Наемники начали уходить прочь. И в такой ситуации Баторию все-таки пришлось согласиться на переговоры. Теперь его подталкивали паны — победы кончились, значит, пора было мириться. Сам король еще не соглашался, желал воевать. Он уехал в Польшу на сейм просить денег, набирать новые контингенты. Тем не менее 13 декабря в деревне Запольский Ям делегаты двух стран открыли мирную конференцию. Нет, Поссевино не помог русским. Он откровенно подыгрывал полякам. Нажимал на царских послов, Елецкого и Олферьева, домогаясь уступок. Шпионил, стараясь вызнать их секреты и передать королевским дипломатам. Когда зашел спор о титуле царя, иезуит даже ухватил Олферьева за шиворот, вырвал у него бумаги и растоптал — в бешенстве кричал, что титулы имеет право давать только папа.

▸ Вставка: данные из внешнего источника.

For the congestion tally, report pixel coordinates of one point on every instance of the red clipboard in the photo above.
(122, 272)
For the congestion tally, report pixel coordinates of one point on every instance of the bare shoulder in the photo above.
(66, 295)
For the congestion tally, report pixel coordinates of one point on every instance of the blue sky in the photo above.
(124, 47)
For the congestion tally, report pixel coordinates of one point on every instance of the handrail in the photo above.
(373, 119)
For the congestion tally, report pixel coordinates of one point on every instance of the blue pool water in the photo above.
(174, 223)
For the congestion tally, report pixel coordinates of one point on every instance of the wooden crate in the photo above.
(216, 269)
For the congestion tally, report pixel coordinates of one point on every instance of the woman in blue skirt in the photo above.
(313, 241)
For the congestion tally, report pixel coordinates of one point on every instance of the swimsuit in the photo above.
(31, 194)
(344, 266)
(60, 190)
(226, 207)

Но поражения и огромные потери отрезвили панов и шляхту. Считали — надо мириться сейчас. Пока не поздно, чтобы удержать приобретения. Сыграл свою роль и ловкий дипломатический ход Ивана Грозного. Католические иерархи тоже видели, что победы кончились. Следовало быстрее заключать мир и приводить царя к унии — пока он еще не передумал. Сейм отказал королю в субсидиях. И Ватикан приостановил поддержку воинственных планов. А Елецкий и Олферьев держались скромно, потихонечку. Но строго выполняли инструкции, полученные от царя. Иван Васильевич предписал им «по конечной неволе», под давлением, уступить города и замки, которые русские еще удерживали в Ливонии, — без Нарвы они стали не нужны, цепляться за них не имело смысла [741]. Но требовалось ни в коем случае не соглашаться на условия папы и поляков о включении в мирный договор Швеции. Расколоть противников, чтобы можно было разобраться с Юханом отдельно.

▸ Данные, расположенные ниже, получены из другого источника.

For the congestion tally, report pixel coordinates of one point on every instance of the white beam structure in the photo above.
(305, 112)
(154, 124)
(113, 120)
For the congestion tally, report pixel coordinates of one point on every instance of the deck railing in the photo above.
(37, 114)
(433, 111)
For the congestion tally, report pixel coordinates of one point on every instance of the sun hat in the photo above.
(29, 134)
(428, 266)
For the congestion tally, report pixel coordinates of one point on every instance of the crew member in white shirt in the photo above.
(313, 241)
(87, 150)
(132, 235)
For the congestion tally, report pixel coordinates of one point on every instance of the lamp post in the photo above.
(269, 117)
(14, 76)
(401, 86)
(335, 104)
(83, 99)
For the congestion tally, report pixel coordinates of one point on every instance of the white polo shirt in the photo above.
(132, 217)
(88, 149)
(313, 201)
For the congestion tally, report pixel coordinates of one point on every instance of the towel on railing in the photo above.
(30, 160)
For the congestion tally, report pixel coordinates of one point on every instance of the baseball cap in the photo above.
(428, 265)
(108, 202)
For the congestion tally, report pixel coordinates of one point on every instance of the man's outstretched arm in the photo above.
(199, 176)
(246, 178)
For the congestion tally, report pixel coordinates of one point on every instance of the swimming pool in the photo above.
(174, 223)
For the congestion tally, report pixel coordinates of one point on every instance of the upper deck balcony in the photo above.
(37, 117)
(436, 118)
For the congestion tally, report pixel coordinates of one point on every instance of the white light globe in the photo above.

17 января 1582 г., когда положение остатков королевской армии под Псковом стало совсем бедственным, было заключено Ям-Запольское перемирие на 10 лет. Речи Посполитой отдали Ливонию, за это она возвращала Великие Луки, Заволочье, Невель, Холм, Себеж, Остров, Красный, Изборск, Гдов. Граница устанавливалась по той же линии, как до войны. Шведов перемирие не касалось. На основании этого договора либеральные, советские, западные историки рассуждают, что Иван Грозный проиграл войну. Ничего не завоевал, «все отдал» [742]. Но сам подход к вопросу оказывается подтасовкой. Разве Россия начала войну? Нет, Литва и Польша. И цели они себе ставили сугубо наступательные: сокрушить нашу страну. Если руководствоваться подобными оценками итогов, то «проигравшими» можно объявить Александра Невского (не завоевавшего Ливонский орден и Швецию) или Кутузова (не завоевавшего Францию). Они просто отразили нашествия врагов и спасли Отечество. То же самое сделал Иван Грозный. Речь Посполитая и могущественные западные силы, стоявшие за ней, расшибли себе лбы, но не смогли захватить ни единой пяди российской земли.
Глава 32
Трудный путь к миру
После заключения перемирия миссия Поссевино приехала в Москву. Она застала царский двор в глубоком трауре. Иван Васильевич выглядел подавленным, очень усталым. Свою роль в переговорах Поссевино превознес до небес — будто только он своими стараниями помог добиться мира. С ним не спорили, не обличали в противном, поблагодарили за услуги. Но когда он завел речь, что пора бы заняться главными вопросами, ради которых он прибыл, его ждало немалое разочарование. Царь и бояре выразили крайнее удивление. Пояснили, что приглашали папских дипломатов только для посредничества и ни для чего более.
Относительно антитурецкого союза с Испанией, Францией, Польшей, германским императором резонно указали: когда эти государства пришлют в Россию своих послов с конкретными предложениями, тогда с ними и будет разговор. О дозволении венецианцам свободно торговать в России и строить костелы было отвечено, что они и без того торгуют, им никто не запрещает исповедовать свою религию на нашей земле, держать латинских священников. Но строить костелы в царских владениях нельзя, и впредь такого разрешения не будет. А насчет унии Иван Грозный развел руками. Сказал, что в его возрасте поздно менять веру, и папе он никогда об этом не писал. И ведь действительно не писал. Обращался просто о «дружбе». А в письме к Баторию всего-навсего констатировал факт, что когда-то состоялся Флорентийский собор, и на нем был представитель от Руси. Книгу деяний собора Иван Васильевич принял, согласился, что ее интересно будет почитать. Но больше ничего не было! Ватикан сам принял желаемое за действительное, загипнотизировал себя собственными иллюзиями. Приходилось ли обижаться, что его так обставили?